Holocaust survivor and Nobel Prize-winning author Elie Wiesel has called on Israel to absorb the Darfur refugees who have arrived in the Jewish state. “We as Jews are obliged to help not only Jews,” he said in a recent interview in the daily Haaretz.
“I was a refugee and therefore I am in favour of admitting refugees. I thought it was very laudable when Israel became the first country to admit the Vietnamese boat people. History constantly chooses a capital of human suffering, and Darfur is today the capital of human suffering. Israel should absorb refugees from Darfur, even a symbolic number.”

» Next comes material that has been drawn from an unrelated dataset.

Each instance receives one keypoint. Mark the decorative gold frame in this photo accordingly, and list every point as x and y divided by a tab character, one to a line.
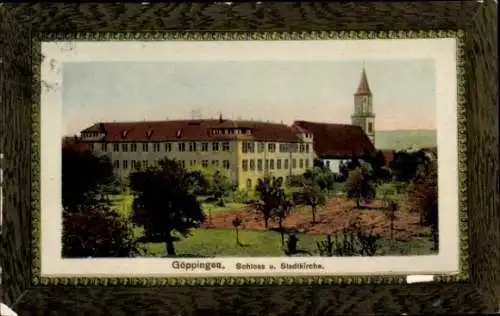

In the late 1970s, then prime minister Menachem Begin granted asylum to a group of 250 shipwrecked Vietnamese people. An Israeli ship picked them up after vessels from Japan, Norway, Panama and East Germany ignored them. Begin granted them citizenship, referring at the time to the plight of the Jews who fled Nazi Europe.
A representative of the United Nations High Commissioner for Refugees in Israel has said that his agency is trying to work out a solution with the Israeli authorities. “Resettlement in a third country is the first solution,” said Michael Bavly. “I can say one thing that will not happen – they are not going back to Sudan.”
Haim Oron, an Israeli lawmaker for the left-wing Meretz party who has taken up the refugees’ case in parliament, told IPS that he will “not relent” until the Sudanese have been granted entry permits to Israel “at least until the situation in Darfur stabilises. From a moral standpoint we have to be especially sensitive to this issue. Because these are refugees fleeing genocide.”